At the moment we can’t attribute a lot of carbon emissions specifically to the growth of data, but as data centre numbers increase, the energy needed to power them also increases. That power most frequently comes directly from the grid and the impact of that does vary from year to year, but the majority source is currently fossil fuels (40% in 2022). The impact of data centres on the grid has become more apparent, in fact in 2022 several housing schemes had to be shelved as there was no grid support for further housing as a direct result of the number of data centres nearby.

Why not build data centres in cold places if they need continual cooling? Well, they also need to be connected to a large power supply and able to transfer the data in and out of the servers to act as the cloud. Locating in the highlands of Scotland is therefore out of the question, and practically speaking, motorway networks near high data-consumption industries (eg. fintech) are the most likely build locations.

Just How Much Power Does a Data Centre Need?

data centre built to deal with the growth of data

The power consumption of a single data centre is equivalent to thousands of homes, but without question they are a necessity in everyday life. Increasing devices with increasing power and data storage, plus the migration from 4G to 5G means that the internet would not function without them. But what is the solution for reducing their impact on the environment?

The Environmental Impact of the Growth of Data

Typically, a data centre consists of rows of either mainframe style computers or racks of servers in rows, in a darkened warehouse. Each one of these servers or mainframes generates heat, and the more data they process, the hotter the chip gets. The data centres are frequently air-cooled by extracting the hot air and pumping it outside, replacing with cooler air using air-conditioning units which generally use HFC’s. In addition to this, data centres have to have back up supplies of power, (UPS) and further back-up power such as generators, often powered by diesel.

A data centre would have a 25-30MW data capacity, and consume around 30GWh of energy per year (and we all know that 1.21GW is a bolt of lightning…or enough to power the flux capacitor in 1985). Getting back to reality, 30GW can power more than 10 million homes for a year. It’s not an exact science of course, the amount of energy consumed depends on many variables but you get the picture.

high voltage sign

How Can We Adapt to the Growth of Data?

Unless controls or regulations are implemented, these changes will continue. You will not be surprised to learn that there are solutions out there. Heat can be captured and re-used, diverted into projects such as greenhouses, leisure centres, housing projects. But this means further investment, and while there is no impetus to spend more than is necessary on a data centre, such projects can reap rewards.

There is an Alternative

Using liquid cooling for microchips has been in existence for many years on a smaller scale. Often collocated in air cooled data centres, servers are stripped back and placed in a dielectric fluid, within a sealed unit where they are kept at a constant temperature. The fluid can be cycled through a heat exchange and used for external projects, or simply recycled back into the units.

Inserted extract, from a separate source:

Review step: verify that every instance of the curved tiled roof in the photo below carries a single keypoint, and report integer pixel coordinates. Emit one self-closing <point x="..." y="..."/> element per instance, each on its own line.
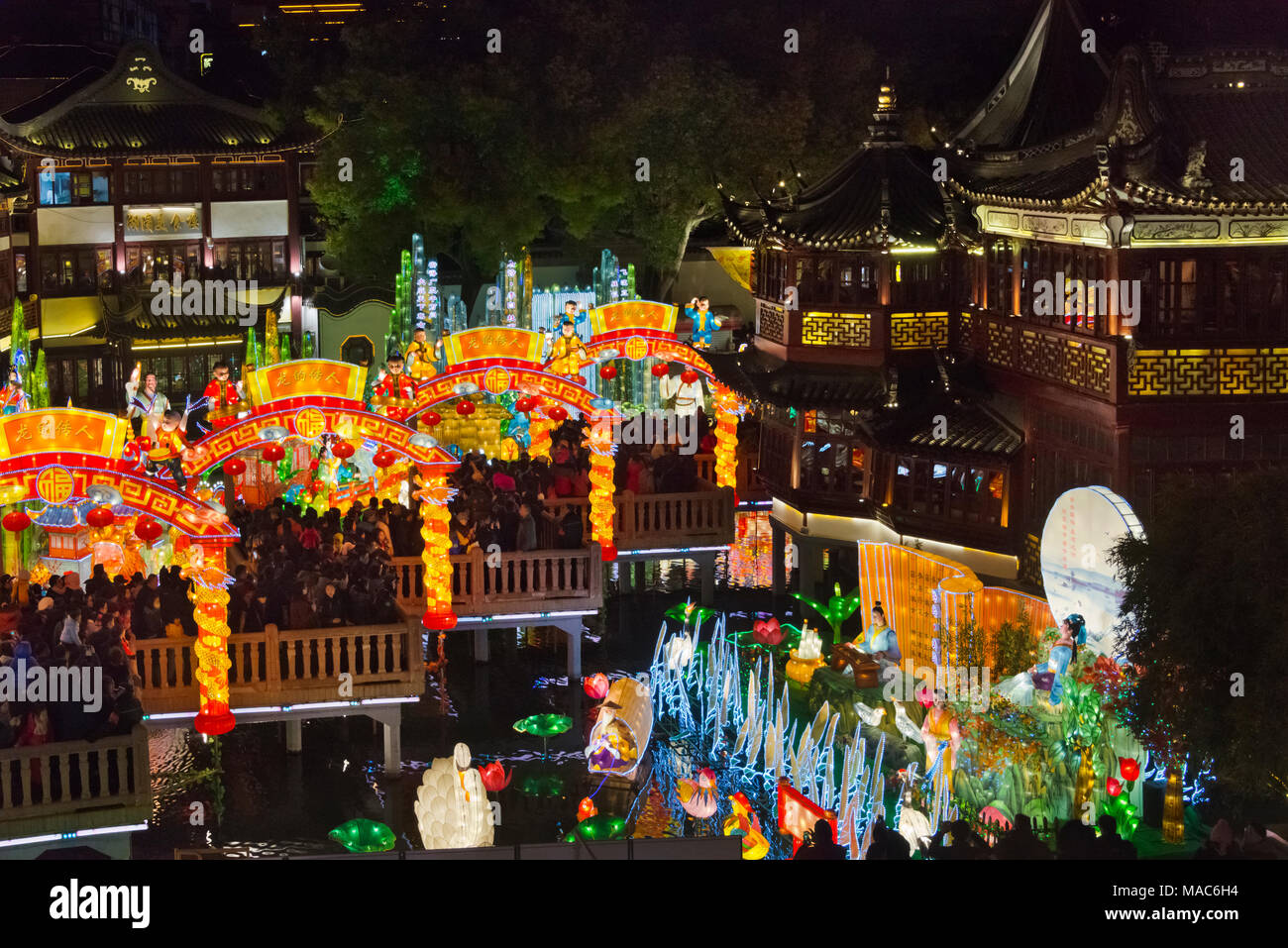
<point x="140" y="107"/>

Benefits of Liquid Cooling

The benefits of liquid cooling are well documented, yet the technology is still being developed. Less energy is consumed, the longevity is improved, fewer faults occur, and the cooling system works well with heat exchanges, generating in some situations enough heat to maintain the constant temperature of a swimming pool, saving you, the end user money in the long run. Testing is still underway for different types of hardware that can be submerged, but there are clearly many future possibilities. For a sustainable alternative to air-cooled data centres, the liquid cooling is a huge step in the right direction for the environment.